Urban Dynamics of Bird Migration
Sponsor: Cornell Lab of Ornithology
CUSP Mentor: Charlie Mydlarz
CUSP Students: Max Brueckner-Humphreys, Mei Guan, Martha Norrick, and Xin Yu
Project Website: https://www.soundsofspring-cusp2020.com
Avifauna are among the most prominent animals urban dwellers see on a daily basis. They are critical to urban biodiversity but their numbers have declined rapidly over the last 40 years (Rosenberg et al., 2019). However, emerging methods and technology such as acoustic sensing, complex acoustic DNN (Deep Neural Net) models (YAMNet & BirdVoxDetect), NEXRAD radar data, hourly weather data, and real-time citizen science data (eBird) offer researchers an opportunity to better understand bird populations and migration patterns along the Atlantic Flyway during peak spring migration. Our project focuses on consolidating these data sources, understanding their relationship with one another, and establishing the efficacy of such techniques for studying urban avifauna around Washington Square Park during spring migration at the dawn chorus hours (4am-8am EST).
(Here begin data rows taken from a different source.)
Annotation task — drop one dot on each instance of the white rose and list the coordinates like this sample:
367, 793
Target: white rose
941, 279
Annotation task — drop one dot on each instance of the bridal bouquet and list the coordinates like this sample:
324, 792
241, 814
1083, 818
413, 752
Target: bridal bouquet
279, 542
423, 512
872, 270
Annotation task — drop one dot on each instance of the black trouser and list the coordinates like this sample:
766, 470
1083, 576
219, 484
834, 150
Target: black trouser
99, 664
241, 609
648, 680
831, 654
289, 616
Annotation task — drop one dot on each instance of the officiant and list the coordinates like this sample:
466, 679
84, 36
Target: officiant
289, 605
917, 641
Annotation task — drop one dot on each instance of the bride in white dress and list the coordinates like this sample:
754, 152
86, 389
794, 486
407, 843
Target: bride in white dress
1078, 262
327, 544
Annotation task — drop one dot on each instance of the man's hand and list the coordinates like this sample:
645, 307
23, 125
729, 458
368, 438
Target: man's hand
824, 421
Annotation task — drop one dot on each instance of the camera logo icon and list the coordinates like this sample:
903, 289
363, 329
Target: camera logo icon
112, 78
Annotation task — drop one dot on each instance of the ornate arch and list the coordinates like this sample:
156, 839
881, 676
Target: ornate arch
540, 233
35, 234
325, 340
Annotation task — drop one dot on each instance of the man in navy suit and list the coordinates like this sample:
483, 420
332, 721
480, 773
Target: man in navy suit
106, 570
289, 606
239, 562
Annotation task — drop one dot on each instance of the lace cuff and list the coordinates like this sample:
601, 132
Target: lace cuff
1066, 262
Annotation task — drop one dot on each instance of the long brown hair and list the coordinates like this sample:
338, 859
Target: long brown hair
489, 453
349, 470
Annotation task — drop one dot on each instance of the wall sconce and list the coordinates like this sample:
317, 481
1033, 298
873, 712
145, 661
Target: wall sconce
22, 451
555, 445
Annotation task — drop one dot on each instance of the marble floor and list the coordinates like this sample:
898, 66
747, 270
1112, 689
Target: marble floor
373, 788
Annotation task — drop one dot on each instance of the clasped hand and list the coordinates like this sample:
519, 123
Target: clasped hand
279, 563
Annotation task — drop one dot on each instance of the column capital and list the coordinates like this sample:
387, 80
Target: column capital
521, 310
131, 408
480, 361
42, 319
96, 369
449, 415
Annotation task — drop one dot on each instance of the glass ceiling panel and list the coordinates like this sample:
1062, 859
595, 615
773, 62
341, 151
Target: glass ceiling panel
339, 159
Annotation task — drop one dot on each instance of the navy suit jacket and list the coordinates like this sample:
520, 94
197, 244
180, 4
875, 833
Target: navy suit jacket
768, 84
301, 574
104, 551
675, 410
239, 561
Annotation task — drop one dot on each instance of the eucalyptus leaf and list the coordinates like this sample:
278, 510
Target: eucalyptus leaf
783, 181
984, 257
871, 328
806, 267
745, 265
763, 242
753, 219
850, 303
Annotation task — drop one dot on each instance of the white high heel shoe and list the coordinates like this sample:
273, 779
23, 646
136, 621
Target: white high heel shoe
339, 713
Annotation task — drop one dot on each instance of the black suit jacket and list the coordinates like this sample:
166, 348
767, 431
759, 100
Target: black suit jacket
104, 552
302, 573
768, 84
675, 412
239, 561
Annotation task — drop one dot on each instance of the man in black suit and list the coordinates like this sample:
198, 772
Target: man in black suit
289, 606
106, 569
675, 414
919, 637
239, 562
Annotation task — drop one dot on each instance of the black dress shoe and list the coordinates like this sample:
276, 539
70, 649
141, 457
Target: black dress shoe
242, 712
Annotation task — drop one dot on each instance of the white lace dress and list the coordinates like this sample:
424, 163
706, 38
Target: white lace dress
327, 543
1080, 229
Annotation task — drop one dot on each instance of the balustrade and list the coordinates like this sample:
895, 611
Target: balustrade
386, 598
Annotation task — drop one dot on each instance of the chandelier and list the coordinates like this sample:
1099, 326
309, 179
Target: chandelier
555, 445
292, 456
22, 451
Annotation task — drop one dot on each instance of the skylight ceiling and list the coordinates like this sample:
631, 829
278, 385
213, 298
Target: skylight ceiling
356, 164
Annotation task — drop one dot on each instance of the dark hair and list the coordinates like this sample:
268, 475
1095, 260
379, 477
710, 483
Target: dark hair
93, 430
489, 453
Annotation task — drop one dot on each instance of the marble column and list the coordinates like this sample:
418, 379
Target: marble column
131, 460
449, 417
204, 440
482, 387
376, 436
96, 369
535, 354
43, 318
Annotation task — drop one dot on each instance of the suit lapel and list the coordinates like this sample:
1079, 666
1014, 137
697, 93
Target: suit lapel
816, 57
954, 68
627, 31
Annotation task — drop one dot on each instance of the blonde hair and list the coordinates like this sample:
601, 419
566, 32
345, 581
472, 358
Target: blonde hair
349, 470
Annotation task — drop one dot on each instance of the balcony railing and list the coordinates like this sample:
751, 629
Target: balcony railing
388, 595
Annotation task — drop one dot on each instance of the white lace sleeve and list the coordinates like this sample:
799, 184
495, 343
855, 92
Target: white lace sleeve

As the evolving phenomena of COVID-19 takes its toll on urban life, we found that SPL (Sound Pressure Level) data around Washington Square Park (WSQ-NYC) was the lowest it has been across the last 4 years (Appendix Figure 2) offering researchers an unprecedented time to research the acoustic environment of the park. When testing the efficacy of the BirdVox Detect model in the urban soundscape, we found that both precision and recall were markedly low – the BirdVoxDetect model does not perform well in the WSQ-NYC area. Using a multivariate regression model with decomposed trend values, we found no correlation between the number of positive bird classifications by YAMNet and the migratory traffic rate (MTR) as detected by NEXRAD radar. However, we found a weak correlation between avian acoustic energy and anthropogenic noise as recorded by SONYC sensors.